By Patricia Wu Wu, a PhD candidate in Fashion within the School of Design (www.patriciawuwu.com), and
Asad Khan, a PhD candidate in Architecture at the Edinburgh School of Architecture & Landscape Architecture (www.theentropyproject.com)
The Anthropocene is the geological epoch in which the collective actions of human activities have been the dominant influence on our environment. The aim of our workshop was to address this ecological crisis, in creative ways that engage participants to think and explore collectively through the making of narratives. We encouraged them to re-imagine their relationship with the world using LiDAR scanning as a means to challenge their perception of body and surroundings, and how that in turn generates alternative modes of seeing.

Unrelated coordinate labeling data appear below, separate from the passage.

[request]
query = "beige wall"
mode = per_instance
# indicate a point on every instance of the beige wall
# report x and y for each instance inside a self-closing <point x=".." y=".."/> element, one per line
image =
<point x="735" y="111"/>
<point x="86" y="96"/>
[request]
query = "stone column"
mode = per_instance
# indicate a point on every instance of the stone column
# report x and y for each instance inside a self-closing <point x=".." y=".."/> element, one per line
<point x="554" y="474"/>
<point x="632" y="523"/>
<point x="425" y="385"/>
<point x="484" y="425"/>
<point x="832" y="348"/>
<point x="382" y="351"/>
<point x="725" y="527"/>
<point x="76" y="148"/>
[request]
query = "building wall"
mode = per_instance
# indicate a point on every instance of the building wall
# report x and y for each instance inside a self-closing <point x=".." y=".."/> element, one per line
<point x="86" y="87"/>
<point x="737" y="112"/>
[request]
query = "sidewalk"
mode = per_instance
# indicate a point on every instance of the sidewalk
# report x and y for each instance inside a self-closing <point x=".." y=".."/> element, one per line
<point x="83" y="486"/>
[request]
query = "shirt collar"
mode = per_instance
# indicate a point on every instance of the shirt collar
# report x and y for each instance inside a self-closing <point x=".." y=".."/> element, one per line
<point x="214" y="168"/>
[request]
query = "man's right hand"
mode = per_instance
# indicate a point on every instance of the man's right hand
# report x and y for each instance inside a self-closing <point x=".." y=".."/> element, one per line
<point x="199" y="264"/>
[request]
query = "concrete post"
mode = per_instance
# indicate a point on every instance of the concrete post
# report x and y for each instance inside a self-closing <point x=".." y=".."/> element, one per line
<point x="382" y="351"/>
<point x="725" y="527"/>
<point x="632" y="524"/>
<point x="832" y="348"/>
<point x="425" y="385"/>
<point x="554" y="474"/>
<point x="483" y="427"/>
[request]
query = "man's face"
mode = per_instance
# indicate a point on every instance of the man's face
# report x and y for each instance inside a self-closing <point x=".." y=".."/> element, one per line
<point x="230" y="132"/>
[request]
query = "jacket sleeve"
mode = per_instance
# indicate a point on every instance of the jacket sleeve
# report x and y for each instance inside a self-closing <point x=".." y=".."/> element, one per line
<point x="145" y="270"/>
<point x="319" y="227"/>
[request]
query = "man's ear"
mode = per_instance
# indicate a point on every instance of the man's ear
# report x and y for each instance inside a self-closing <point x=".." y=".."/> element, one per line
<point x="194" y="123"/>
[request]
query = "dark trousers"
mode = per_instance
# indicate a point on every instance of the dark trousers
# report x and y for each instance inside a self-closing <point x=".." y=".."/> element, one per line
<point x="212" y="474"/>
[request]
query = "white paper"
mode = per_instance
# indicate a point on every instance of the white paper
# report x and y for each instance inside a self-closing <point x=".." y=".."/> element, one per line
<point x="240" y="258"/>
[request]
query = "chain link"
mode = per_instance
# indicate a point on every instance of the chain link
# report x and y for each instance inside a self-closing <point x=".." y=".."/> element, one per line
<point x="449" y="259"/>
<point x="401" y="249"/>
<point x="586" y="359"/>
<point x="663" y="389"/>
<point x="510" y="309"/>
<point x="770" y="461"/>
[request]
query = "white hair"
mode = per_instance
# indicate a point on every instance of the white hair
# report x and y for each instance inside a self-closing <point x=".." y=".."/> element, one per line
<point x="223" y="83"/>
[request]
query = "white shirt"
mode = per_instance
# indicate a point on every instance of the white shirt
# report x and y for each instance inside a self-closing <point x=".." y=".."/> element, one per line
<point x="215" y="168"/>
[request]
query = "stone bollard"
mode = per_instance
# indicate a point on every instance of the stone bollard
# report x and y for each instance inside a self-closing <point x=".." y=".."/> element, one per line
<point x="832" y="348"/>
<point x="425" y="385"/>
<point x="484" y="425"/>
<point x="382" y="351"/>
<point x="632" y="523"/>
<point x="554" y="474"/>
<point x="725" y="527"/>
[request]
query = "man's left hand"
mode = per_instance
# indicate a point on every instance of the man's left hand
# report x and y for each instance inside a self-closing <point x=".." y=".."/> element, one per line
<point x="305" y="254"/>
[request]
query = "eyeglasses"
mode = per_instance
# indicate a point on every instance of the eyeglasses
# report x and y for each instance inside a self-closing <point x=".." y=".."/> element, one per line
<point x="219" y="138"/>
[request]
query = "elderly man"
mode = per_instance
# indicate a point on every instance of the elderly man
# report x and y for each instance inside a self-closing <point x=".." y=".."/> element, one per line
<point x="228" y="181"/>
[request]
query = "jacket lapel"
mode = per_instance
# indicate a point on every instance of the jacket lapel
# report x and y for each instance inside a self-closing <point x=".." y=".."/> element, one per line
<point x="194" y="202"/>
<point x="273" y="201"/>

LiDAR (Light Detection and Ranging) scanning uses an infrared light in the form of a pulsed laser beam to measure distances when in contact with an object, and converts the signal’s return time back to the scanner as a discrete set of distance values in the form of X, Y, Z coordinates. These coordinates are stored in a 3D point-cloud archive, which produces a highly accurate production of its target. Our focus was not to use LiDAR to reproduce a replica of the physical environment, but we were looking to subvert this particular technology into glitched and fragmented errors of alternate realities that could not otherwise be seen by the human eye. Through this thought process, we encouraged participants to arrange choreographed scenes through the use of gestures, body movements, materials, etc to potentially distort the machine vision of LiDAR into unexpected, unknown visual possibilities.
On the first day of the event, we delivered our research presentations and engaged participants in discussions. This was then followed by the creation of diagrams in preparation for their scanning work. The purpose of diagramming was to capture their thoughts about how they wanted to be seen by the machine and what parts they wanted to reveal or hide, before being captured by the scan. Some were lines, curvatures, shaded contours to express body motion, whilst others preferred to write short poems to express a certain feeling. The diagramming process allowed them to conceptually grasp first how to plot a narrative and project it into a 3D archive. Based on each diagram, participants experimented with different postures, reflective materials wrapped around their bodies and different locations to visually speak through their narratives.
After collecting their scans, they were taught how to visualise them and at the same time animate them into short animations. This tutorial was done during the second day to offer them a glimpse of the possibilities of navigating their LiDAR archive, and how they wanted to immerse themselves or others when viewing the scene. These techniques engaged them to understand and explore further the potential of a 3D archive, how their environment is being seen by LiDAR and how different it is from our actual environment, but also, in how they originally perceived it as through their diagrams. The perception of opening the archive, from before and after, is transformed by the LiDAR through its glitches, where participants’ bodies were split into parts, or merged with others. These scans created surreal aesthetic glitches, almost ghostly figures of their bodies in both their presence and absence. The end of the workshop concluded with reflections about the event and supporting participants further with their own work in how they could incorporate LiDAR.